BALTIMORE (WJZ) — Stamping out racial profiling. The Baltimore Police Department has a new program, pairing officers with residents. The goal is to reduce the city’s crime rate.
Gigi Barnett explains how it all works.
Take a group of Baltimore cops and a cluster of city residents, put them in a classroom and host a discussion on racial profiling. The goal is to stamp it out.
“This isn’t about a whole lot of bad officers. We got a whole lot of good officers out there,” the moderator said.
The forum is the brainchild of Police Commissioner Anthony Batts. He says it was one of the first programs he wanted to implement when he took the top spot on the force back in August 2012.
“What we’re really trying to do is give the skills to the officers so we close the gaps,” Batts said. “To allow officers to know how the community sees us, how we see the community.”

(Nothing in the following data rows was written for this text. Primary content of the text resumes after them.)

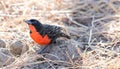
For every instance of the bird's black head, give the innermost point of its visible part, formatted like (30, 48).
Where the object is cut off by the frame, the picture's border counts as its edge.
(35, 23)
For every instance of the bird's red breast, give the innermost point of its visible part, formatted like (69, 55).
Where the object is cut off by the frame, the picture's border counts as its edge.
(38, 38)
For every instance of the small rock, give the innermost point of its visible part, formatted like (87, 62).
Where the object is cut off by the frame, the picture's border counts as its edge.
(4, 58)
(18, 48)
(2, 44)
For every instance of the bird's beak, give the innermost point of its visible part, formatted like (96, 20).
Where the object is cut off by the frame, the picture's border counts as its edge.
(28, 21)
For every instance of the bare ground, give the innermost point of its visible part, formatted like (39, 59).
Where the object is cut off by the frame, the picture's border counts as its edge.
(94, 27)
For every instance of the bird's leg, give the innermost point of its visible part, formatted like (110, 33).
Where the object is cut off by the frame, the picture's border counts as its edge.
(45, 49)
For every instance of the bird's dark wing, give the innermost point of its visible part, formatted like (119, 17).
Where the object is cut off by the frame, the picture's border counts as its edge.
(53, 32)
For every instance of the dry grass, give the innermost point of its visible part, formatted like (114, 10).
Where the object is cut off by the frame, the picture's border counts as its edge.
(96, 24)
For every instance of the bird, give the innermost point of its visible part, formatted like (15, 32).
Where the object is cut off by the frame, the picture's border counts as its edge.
(45, 34)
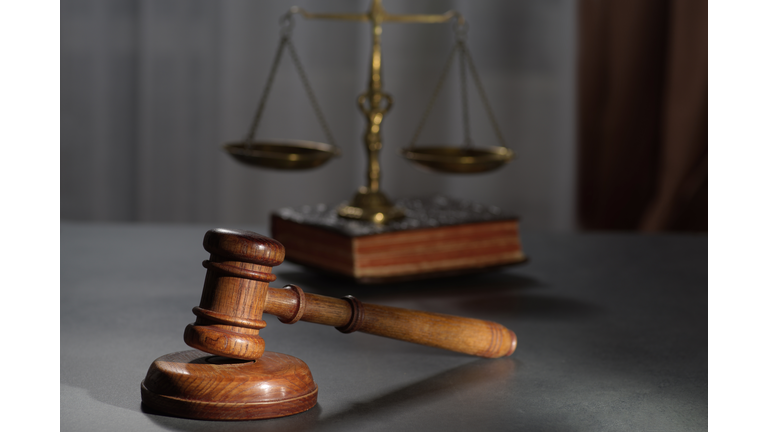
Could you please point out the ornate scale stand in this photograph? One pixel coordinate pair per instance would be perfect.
(370, 203)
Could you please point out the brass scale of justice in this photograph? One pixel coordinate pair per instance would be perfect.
(230, 376)
(370, 203)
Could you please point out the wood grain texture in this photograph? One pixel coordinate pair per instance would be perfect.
(234, 292)
(466, 335)
(235, 295)
(194, 384)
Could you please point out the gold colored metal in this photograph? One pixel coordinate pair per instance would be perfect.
(282, 154)
(370, 203)
(457, 160)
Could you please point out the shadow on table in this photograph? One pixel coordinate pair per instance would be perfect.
(334, 285)
(491, 293)
(480, 376)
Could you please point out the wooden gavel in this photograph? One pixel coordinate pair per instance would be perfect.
(236, 294)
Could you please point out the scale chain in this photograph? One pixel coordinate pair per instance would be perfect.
(432, 99)
(484, 97)
(465, 61)
(270, 79)
(285, 41)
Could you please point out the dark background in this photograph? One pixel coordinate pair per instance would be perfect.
(604, 103)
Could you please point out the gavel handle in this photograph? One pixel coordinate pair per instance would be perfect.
(464, 335)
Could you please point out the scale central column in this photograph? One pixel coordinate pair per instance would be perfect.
(369, 203)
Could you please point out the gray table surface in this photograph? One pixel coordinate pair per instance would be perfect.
(612, 335)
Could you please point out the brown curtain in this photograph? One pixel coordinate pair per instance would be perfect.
(642, 115)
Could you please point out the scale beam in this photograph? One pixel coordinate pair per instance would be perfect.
(370, 203)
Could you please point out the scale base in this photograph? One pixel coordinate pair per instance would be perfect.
(370, 207)
(197, 385)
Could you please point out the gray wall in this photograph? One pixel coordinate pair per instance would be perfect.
(151, 89)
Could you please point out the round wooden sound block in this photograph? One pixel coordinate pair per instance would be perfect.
(194, 384)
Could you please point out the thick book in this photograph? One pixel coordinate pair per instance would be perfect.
(438, 237)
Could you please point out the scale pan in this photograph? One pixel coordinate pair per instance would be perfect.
(457, 160)
(282, 154)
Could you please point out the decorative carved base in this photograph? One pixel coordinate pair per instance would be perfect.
(194, 384)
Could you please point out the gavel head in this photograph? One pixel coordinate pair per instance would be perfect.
(234, 294)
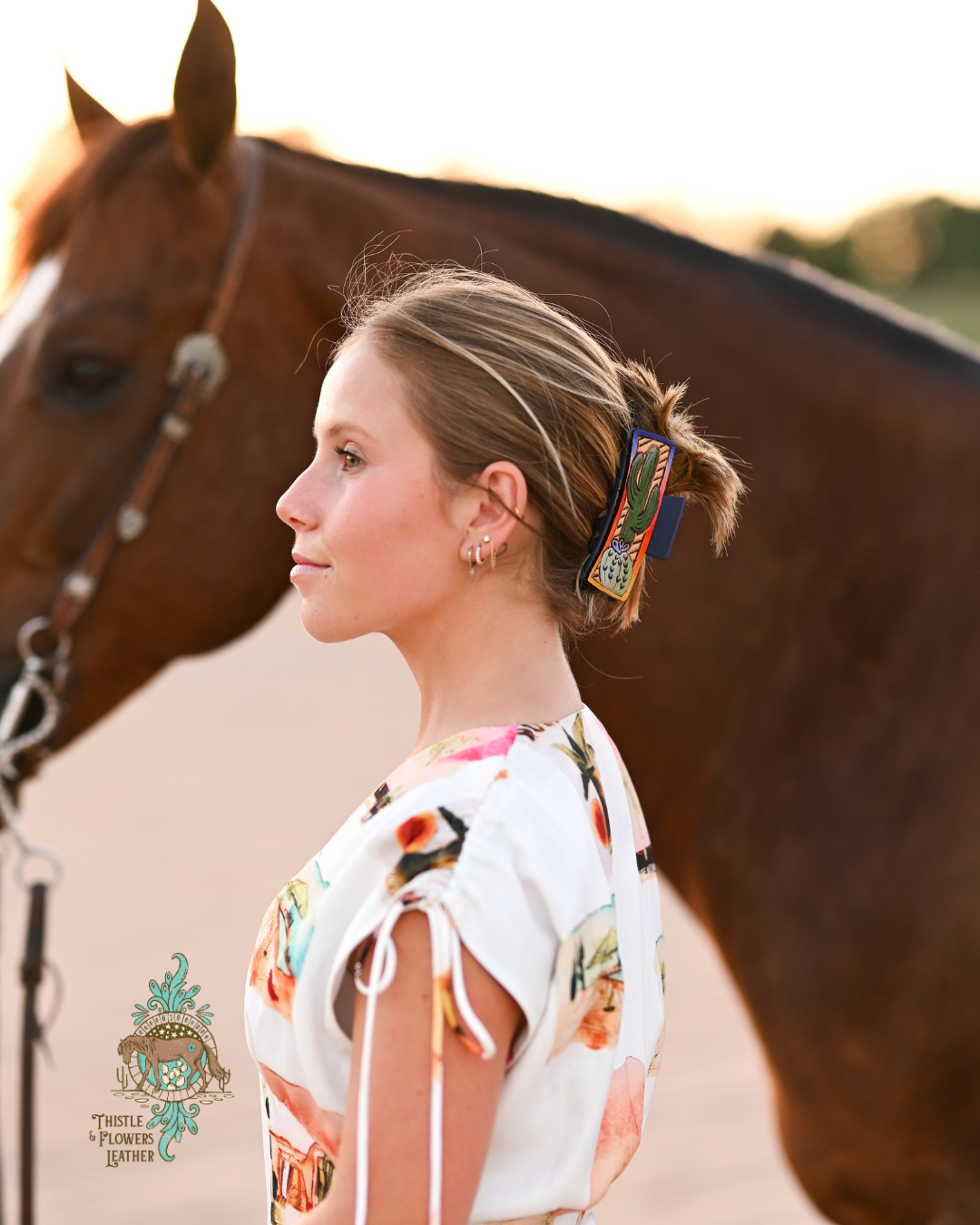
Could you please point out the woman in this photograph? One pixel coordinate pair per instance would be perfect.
(456, 1006)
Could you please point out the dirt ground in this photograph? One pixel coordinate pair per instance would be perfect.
(178, 819)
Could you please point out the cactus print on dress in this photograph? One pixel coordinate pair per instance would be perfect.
(512, 833)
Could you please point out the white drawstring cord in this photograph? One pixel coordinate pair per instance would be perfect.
(447, 976)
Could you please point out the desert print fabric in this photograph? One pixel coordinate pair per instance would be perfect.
(521, 837)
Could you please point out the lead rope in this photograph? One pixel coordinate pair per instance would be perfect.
(198, 368)
(448, 987)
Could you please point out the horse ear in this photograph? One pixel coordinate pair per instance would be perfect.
(91, 118)
(205, 91)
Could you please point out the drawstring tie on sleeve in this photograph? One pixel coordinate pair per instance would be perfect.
(448, 995)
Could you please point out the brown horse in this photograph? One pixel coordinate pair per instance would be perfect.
(801, 717)
(188, 1047)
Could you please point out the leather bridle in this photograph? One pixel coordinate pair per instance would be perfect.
(198, 368)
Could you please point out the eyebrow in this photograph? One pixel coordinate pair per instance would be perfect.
(342, 426)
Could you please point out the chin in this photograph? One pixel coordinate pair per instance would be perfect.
(325, 627)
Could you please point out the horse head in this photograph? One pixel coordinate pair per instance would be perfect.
(122, 259)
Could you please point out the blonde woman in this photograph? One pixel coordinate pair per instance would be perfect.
(456, 1006)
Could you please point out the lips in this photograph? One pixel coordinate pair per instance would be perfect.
(304, 567)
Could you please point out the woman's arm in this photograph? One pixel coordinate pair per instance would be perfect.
(401, 1071)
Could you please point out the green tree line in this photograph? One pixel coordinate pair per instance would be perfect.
(924, 255)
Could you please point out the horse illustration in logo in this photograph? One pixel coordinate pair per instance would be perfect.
(182, 1053)
(172, 1056)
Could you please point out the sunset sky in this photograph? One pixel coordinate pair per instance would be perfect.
(728, 114)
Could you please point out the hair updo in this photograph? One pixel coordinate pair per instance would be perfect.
(492, 371)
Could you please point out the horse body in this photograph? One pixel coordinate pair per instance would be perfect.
(168, 1050)
(799, 718)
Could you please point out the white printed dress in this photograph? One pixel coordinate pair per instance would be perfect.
(527, 844)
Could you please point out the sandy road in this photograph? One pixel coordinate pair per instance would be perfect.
(178, 818)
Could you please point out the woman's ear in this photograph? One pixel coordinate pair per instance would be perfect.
(500, 497)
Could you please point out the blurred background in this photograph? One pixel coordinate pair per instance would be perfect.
(840, 133)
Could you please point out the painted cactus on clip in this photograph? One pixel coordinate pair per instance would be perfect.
(642, 496)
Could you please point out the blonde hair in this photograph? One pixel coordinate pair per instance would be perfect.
(493, 371)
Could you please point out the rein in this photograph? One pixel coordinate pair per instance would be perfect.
(198, 368)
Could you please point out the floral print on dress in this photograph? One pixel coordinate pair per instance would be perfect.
(590, 963)
(583, 756)
(441, 761)
(284, 937)
(382, 855)
(418, 833)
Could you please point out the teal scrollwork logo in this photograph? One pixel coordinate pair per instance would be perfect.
(171, 1060)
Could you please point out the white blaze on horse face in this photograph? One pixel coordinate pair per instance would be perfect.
(30, 301)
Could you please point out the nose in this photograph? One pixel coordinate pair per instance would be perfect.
(296, 507)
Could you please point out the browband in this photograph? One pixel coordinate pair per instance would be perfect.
(640, 517)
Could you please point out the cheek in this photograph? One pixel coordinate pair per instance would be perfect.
(396, 532)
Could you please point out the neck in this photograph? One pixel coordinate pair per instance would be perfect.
(485, 661)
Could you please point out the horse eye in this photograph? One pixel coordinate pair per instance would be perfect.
(87, 373)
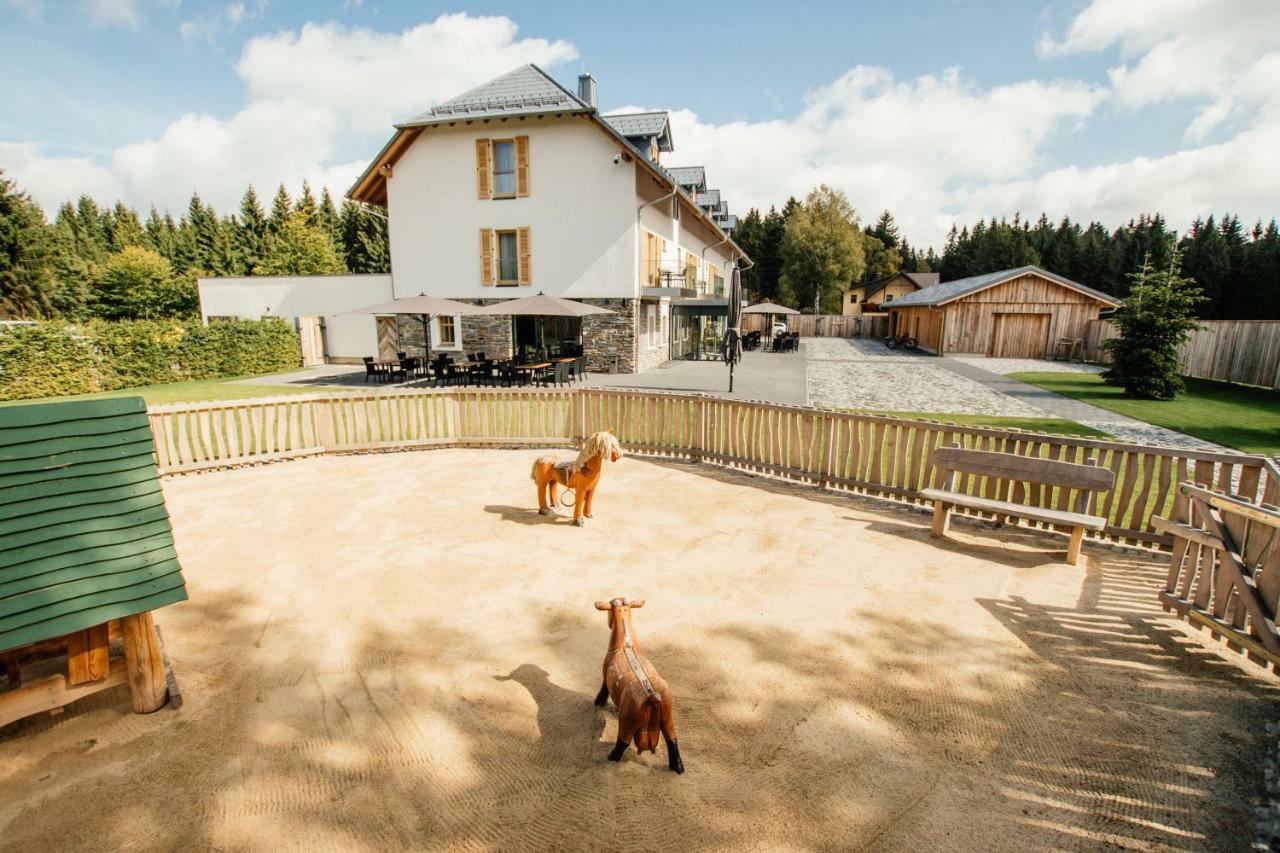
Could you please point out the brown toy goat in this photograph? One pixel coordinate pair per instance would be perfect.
(643, 698)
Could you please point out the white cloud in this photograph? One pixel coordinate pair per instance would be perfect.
(309, 92)
(1221, 54)
(122, 13)
(914, 146)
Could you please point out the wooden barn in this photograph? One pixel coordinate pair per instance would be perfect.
(1013, 314)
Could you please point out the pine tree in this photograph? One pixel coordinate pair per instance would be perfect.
(364, 240)
(250, 232)
(280, 209)
(306, 206)
(1153, 322)
(26, 277)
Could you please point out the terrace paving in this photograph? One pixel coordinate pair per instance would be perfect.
(397, 652)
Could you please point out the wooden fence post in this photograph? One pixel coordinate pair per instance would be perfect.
(147, 688)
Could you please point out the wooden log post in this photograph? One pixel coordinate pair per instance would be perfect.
(147, 688)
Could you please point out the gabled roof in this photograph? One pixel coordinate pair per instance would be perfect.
(693, 177)
(525, 91)
(961, 287)
(919, 279)
(644, 126)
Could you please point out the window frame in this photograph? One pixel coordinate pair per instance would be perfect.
(515, 256)
(455, 323)
(493, 169)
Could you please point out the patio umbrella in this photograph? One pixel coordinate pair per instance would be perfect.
(543, 305)
(734, 333)
(425, 308)
(771, 309)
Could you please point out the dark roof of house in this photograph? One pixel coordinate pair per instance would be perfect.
(693, 177)
(524, 91)
(919, 279)
(644, 126)
(951, 291)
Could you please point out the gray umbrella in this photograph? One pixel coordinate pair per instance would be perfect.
(425, 308)
(734, 333)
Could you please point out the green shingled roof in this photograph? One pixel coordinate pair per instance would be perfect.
(85, 537)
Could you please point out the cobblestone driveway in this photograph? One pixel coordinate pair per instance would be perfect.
(862, 373)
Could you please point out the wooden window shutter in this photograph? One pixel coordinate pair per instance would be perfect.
(487, 255)
(484, 181)
(524, 251)
(521, 167)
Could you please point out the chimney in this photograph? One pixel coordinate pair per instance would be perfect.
(586, 90)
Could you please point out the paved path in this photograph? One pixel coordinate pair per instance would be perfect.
(771, 377)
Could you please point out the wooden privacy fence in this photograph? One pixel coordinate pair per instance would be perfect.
(831, 325)
(865, 454)
(1244, 351)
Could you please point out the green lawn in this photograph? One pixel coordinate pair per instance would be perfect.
(1240, 416)
(1059, 425)
(197, 391)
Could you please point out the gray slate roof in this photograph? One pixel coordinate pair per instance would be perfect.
(693, 177)
(525, 91)
(644, 126)
(949, 291)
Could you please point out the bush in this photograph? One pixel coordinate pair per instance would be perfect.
(54, 359)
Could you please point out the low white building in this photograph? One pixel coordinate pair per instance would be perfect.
(521, 187)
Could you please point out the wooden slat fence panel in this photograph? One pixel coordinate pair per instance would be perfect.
(1244, 351)
(869, 454)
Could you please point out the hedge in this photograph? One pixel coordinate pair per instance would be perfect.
(55, 357)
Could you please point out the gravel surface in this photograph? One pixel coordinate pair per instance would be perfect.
(396, 652)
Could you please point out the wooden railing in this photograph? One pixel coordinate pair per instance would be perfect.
(867, 454)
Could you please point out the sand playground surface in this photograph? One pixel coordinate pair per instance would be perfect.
(397, 652)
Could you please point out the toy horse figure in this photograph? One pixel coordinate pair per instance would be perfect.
(644, 701)
(580, 475)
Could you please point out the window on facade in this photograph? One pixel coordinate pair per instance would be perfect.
(504, 169)
(446, 332)
(508, 260)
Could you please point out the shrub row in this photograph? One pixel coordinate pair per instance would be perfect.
(54, 357)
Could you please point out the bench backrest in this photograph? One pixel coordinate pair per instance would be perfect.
(85, 537)
(1010, 466)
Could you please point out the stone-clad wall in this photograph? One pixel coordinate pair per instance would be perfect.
(603, 334)
(488, 334)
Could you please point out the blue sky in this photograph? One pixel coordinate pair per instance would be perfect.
(936, 109)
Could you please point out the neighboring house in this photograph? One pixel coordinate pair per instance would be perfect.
(1015, 314)
(315, 305)
(521, 186)
(873, 296)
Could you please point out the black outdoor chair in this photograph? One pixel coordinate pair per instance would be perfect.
(373, 370)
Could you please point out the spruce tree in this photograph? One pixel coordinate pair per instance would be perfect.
(1155, 319)
(251, 231)
(26, 276)
(280, 209)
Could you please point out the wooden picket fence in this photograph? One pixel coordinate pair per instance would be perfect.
(1244, 351)
(872, 455)
(831, 325)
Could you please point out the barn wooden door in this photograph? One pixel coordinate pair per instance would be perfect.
(1019, 336)
(388, 338)
(311, 338)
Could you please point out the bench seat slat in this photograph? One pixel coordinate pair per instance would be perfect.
(1020, 510)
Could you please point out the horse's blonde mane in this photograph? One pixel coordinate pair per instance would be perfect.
(595, 445)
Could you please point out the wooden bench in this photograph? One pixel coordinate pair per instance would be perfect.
(1006, 470)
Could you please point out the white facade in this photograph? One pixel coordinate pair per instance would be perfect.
(347, 338)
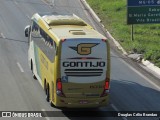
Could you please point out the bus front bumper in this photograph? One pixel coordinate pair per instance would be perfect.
(82, 103)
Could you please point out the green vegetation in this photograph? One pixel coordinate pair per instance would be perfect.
(113, 14)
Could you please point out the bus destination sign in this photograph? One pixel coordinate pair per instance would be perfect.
(143, 11)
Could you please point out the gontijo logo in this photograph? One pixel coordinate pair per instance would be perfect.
(84, 48)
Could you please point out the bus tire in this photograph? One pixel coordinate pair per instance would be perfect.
(45, 88)
(47, 94)
(34, 77)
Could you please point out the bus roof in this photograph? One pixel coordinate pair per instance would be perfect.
(67, 26)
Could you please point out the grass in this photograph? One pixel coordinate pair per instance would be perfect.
(113, 14)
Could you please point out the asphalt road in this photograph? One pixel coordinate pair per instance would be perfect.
(131, 90)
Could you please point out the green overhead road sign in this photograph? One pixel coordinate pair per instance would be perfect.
(143, 12)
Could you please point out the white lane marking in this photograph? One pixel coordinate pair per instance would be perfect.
(20, 67)
(116, 109)
(43, 110)
(3, 35)
(147, 79)
(45, 2)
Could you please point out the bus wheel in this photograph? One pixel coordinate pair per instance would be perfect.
(47, 95)
(32, 71)
(45, 89)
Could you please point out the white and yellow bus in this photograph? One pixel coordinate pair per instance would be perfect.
(70, 60)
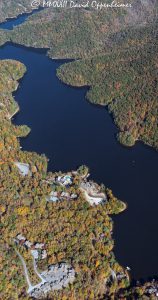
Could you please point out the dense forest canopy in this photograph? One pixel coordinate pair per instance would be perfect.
(117, 58)
(117, 49)
(13, 8)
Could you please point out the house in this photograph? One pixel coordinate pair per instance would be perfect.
(28, 244)
(65, 195)
(44, 254)
(39, 246)
(74, 196)
(53, 199)
(20, 237)
(35, 254)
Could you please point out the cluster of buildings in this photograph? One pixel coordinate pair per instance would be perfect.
(152, 288)
(24, 169)
(65, 180)
(55, 277)
(92, 192)
(56, 196)
(38, 250)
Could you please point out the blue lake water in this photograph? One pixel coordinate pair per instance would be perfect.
(71, 132)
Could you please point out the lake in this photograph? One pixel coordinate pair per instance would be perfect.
(71, 132)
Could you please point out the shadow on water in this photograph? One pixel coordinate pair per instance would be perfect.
(71, 132)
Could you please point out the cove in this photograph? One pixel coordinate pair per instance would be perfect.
(71, 132)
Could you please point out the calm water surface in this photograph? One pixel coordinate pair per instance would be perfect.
(71, 132)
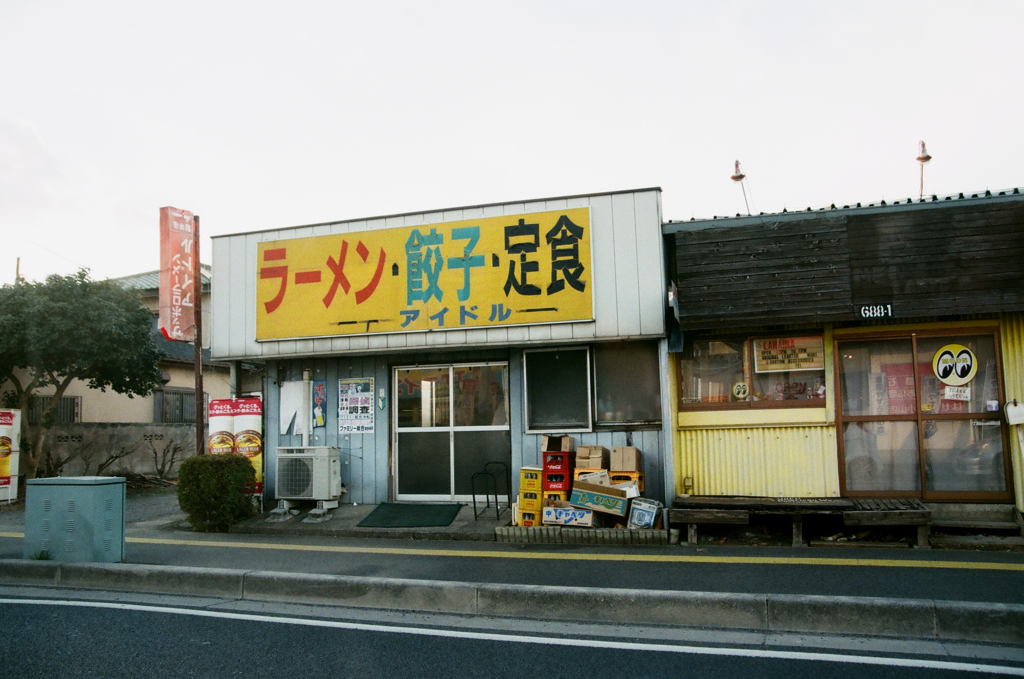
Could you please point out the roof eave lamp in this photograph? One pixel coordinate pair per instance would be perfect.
(923, 158)
(738, 176)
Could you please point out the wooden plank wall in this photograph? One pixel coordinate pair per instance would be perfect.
(941, 261)
(771, 272)
(928, 259)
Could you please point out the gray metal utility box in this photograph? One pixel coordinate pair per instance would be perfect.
(75, 518)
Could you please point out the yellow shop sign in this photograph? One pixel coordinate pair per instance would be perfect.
(511, 270)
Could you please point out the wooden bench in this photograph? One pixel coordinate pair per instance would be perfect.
(693, 510)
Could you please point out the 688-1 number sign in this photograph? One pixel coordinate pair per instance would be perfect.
(877, 311)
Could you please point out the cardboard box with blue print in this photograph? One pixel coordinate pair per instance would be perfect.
(607, 499)
(644, 513)
(562, 513)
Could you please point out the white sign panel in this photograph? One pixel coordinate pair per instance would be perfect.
(355, 406)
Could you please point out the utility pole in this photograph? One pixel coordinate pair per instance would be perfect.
(198, 310)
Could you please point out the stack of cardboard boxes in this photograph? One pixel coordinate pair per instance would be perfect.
(585, 487)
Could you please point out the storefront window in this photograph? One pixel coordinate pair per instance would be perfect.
(921, 415)
(480, 395)
(558, 390)
(877, 378)
(754, 372)
(882, 456)
(423, 397)
(627, 382)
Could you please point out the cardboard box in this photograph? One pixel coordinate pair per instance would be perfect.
(598, 477)
(643, 513)
(592, 457)
(564, 514)
(608, 499)
(560, 443)
(529, 478)
(626, 458)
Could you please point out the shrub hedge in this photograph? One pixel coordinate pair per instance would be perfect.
(212, 491)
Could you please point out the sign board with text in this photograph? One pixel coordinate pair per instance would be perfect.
(177, 294)
(510, 270)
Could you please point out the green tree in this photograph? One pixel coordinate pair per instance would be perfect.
(71, 328)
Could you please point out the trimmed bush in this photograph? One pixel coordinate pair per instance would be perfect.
(212, 491)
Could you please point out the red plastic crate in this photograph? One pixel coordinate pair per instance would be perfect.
(558, 480)
(559, 461)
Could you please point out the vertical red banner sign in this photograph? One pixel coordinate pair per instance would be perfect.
(177, 293)
(237, 426)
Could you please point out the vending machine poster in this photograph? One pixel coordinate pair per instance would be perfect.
(355, 406)
(320, 404)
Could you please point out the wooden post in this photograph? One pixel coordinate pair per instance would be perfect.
(198, 343)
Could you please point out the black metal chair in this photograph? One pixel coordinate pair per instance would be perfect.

“I’ve been a victim of racism, things have happened to me. So I make it a point as an officer and now as a sergeant to take the time to make sure that I respond to certain calls,” a police representative said.
The honest discussion could build trust between police and residents and cut down on Baltimore’s growing murder rate and other crimes.
“I’ve seen profiling. I’ve seen acts of just outright, blatant racist behavior by police officers,” said Baltimore resident Kim Trueheart. “It shows us in the neighborhoods that this new commissioner is interested in what we think.”
Earlier this month, Mayor Stephanie Rawlings-Blake also called for more help from citizens to help police reduce violent crime.